Oh What a Tangled Web

Fairly productive weekend. I had two major projects to focus on and I made good progress on both.

The first (and I won’t get around to the second in this posting, so that will have to wait) is that I’m in charge of the rituals for the Billy Club’s upcoming May Day gathering. At most gatherings this is a matter of planning, preparing, and leading the opening and closing rituals that will get us into and bring us out of our time together. Something I like a lot about the Billy Club is that the ritual and other coordinators for each gathering have a lot of free rein to do things to their own liking, so that you get a lot of different people’s takes on it. Sometimes the rituals are short and simple, sometimes they are more elaborate; sometimes they are familiar, sometimes they are the result of somebody trying out something new or tying things into a particular theme that will run through the gathering.

(Some of the Gnostic Christians ran their congregations in a similar way, with the various roles in the service changing from week to week or even being decided by lot. Anybody might be called on to choose the scriptural passage to focus on or speak about what it means to him or her. I don’t know quite how to express why I feel so called to this sort of thing, but I’ve always thought that that was a seriously wonderful way to worship.)

Of course, even if you’re new to a job at a gathering, there are traditions to lean on. The rituals have some standard parts, some standard elements, and you can’t go too wrong if you stick with them. But you can also put those aside if you’re moved to try something different. The ritual coordinator generally has full freedom to arrange things to his liking, to use the traditional elements or create something unique to the occasion.

But at most gatherings, the ritual coordinator just has to worry about the opening ritual on the first night of the gathering and the closing ritual on the last night. At most gatherings, which is to say any gathering but the May Day gathering, the rituals do not involve getting a 25-foot pole to the gathering site, let alone attaching ribbons to it and sticking it firmly into the ground.

Making the maypole happen is a big fat logistical challenge on top of the rest of it. Again, there are traditions: Billys who have done it in the past pass on advice to those about to do it for the first time. I’m not completely new to it myself, as I was one of the overall gathering coordinators for last year’s May Day gathering, so I had lots of conversations with the maypole coordinator about what was going on, and I still have my notes from those meetings. (Yet more evidence that you should never delete your notes from past projects. You never know.)

Note, though, that I said last year’s “maypole coordinator” and not “ritual coordinator”. Last year we had both, a maypole coordinator in charge of the physical logistics of the maypole and a ritual coordinator in charge of planning the rituals. Last year I saw what a big job setting up the maypole was, and — having as I said a lot of free rein to do as I thought best — I decreed that the job of ritual coordinator would for that gathering be divided in two.

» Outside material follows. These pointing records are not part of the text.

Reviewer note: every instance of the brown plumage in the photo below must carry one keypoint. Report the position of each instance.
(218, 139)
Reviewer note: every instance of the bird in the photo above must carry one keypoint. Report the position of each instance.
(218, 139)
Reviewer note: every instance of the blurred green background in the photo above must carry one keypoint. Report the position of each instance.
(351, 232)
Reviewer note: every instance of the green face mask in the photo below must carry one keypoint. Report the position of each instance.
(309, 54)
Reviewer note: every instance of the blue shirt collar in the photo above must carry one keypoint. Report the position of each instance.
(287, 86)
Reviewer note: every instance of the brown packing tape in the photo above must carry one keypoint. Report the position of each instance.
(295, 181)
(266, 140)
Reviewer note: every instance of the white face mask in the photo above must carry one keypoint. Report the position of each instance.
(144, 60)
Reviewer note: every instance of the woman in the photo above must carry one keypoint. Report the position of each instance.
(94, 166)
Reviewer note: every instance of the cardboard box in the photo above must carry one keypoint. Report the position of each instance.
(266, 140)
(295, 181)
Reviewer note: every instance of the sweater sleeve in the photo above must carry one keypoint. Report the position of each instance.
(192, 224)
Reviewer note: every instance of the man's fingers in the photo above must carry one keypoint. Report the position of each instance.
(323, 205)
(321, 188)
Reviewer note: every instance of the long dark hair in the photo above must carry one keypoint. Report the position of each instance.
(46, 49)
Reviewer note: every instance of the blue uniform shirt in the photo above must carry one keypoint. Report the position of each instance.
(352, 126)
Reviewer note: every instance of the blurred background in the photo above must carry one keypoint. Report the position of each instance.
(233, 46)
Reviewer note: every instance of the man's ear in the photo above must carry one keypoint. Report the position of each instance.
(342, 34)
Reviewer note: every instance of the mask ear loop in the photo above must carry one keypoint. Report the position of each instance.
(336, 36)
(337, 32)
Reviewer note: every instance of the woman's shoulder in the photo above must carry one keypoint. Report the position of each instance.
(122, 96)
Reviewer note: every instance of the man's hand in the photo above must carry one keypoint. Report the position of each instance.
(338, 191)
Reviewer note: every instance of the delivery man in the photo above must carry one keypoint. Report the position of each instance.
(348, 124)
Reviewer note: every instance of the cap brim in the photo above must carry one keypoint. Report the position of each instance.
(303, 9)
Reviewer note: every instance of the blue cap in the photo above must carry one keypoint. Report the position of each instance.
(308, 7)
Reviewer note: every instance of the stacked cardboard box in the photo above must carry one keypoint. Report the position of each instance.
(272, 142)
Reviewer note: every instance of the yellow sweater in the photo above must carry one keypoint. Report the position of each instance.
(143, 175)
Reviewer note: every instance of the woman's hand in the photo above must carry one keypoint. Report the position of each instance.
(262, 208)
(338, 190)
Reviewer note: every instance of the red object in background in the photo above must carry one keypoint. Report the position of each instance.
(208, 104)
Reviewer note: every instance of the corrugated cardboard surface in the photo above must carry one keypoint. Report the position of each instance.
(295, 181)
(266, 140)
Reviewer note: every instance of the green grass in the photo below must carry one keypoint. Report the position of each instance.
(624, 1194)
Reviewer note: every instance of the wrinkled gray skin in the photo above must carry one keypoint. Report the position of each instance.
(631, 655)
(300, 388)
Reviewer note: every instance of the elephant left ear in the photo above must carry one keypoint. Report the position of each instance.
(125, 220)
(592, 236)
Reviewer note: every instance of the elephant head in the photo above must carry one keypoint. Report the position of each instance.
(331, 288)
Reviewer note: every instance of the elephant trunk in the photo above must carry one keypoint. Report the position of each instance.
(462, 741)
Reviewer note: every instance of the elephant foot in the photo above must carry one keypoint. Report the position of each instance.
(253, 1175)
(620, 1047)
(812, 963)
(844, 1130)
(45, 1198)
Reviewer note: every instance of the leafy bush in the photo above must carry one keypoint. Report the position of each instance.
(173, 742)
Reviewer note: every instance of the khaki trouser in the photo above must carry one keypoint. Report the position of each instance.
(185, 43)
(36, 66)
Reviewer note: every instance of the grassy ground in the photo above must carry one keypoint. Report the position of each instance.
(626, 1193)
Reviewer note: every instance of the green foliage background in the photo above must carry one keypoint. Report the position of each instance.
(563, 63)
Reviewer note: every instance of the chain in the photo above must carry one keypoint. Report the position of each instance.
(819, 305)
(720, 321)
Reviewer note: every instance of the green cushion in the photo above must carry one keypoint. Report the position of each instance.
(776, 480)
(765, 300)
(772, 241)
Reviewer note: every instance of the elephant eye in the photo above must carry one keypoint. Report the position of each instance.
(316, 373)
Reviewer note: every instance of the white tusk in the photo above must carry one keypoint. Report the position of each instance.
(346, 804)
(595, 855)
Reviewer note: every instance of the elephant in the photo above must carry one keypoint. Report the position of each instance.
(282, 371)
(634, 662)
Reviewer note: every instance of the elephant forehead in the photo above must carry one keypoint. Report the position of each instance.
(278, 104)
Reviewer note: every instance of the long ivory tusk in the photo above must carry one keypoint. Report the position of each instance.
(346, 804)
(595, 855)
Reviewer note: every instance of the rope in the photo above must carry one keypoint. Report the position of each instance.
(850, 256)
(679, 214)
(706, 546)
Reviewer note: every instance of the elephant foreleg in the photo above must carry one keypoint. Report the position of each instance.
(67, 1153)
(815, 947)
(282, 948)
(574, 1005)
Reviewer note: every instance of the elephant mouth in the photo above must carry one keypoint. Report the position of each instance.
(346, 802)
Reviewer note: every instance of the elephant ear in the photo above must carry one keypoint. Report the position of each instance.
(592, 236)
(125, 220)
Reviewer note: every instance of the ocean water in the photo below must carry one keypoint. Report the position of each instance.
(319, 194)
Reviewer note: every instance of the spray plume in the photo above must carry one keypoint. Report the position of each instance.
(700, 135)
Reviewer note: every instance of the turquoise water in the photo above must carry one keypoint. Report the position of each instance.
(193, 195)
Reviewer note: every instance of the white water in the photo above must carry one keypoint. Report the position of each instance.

I sort of wish I had myself as general coordinator this year so I could do that again. When I said yes to the job this year, I was thinking I’d be able to break off parts of this and delegate them to people and recreate something of the organizational structure we had last year. That hasn’t happened as much as I’d like. On the other hand, I’m relying a lot on just repeating anything from last year that I thought worked, so there’s not as much fresh rethinking of things to be done as we did last year. We spent a lot of time last year thinking about the symbolism of the maypole and how it applied to our lives and our community, and finding ways to embody that in the rituals and in the weaving itself. I’m like, hey, we found the answers to our questions last year, and I’m happy with those answers, I don’t feel any need to look for new and different answers this year. Someone else who doesn’t like my answers can do the maypole next year and find different answers if he wants to.

The tree is arranged for, the color scheme has been settled (last year’s was all shades of blue and green, symbolizing the weaving together of heaven and earth or something like that; this year’s will be a bit wilder, using both pale and saturated versions of four colors), the ribbons have been ordered, and everything is moving forward. As a result I haven’t thought too much yet about what the actual content and order of the opening and closing rituals will be, but I’m planning to stick with tradition and not do too much original thought, so that should work out okay.

So over the weekend I went through all my notes up to this point, and made some checklists, and went shopping and bought some steel wire (for creating the ring around the tree to which the ribbons will be tied), some new pliers and a new wire cutter (inexpensive but not those bottom-of-the-line ones that look like they’ll bust under any real strain — this was an indulgence to some extent as I already had serviceable pliers, but my wire cutter is real old and gunky and anyway there’s nothing like a few bright new tools that feel good in the hand to make a project appear more achievable), and some cheap work gloves for the volunteers I am hoping to round up at the gathering to help me put it all together and get the maypole into the ground.

I think the physical stuff is now mostly taken care of and I can turn my attention now to the details of the rituals.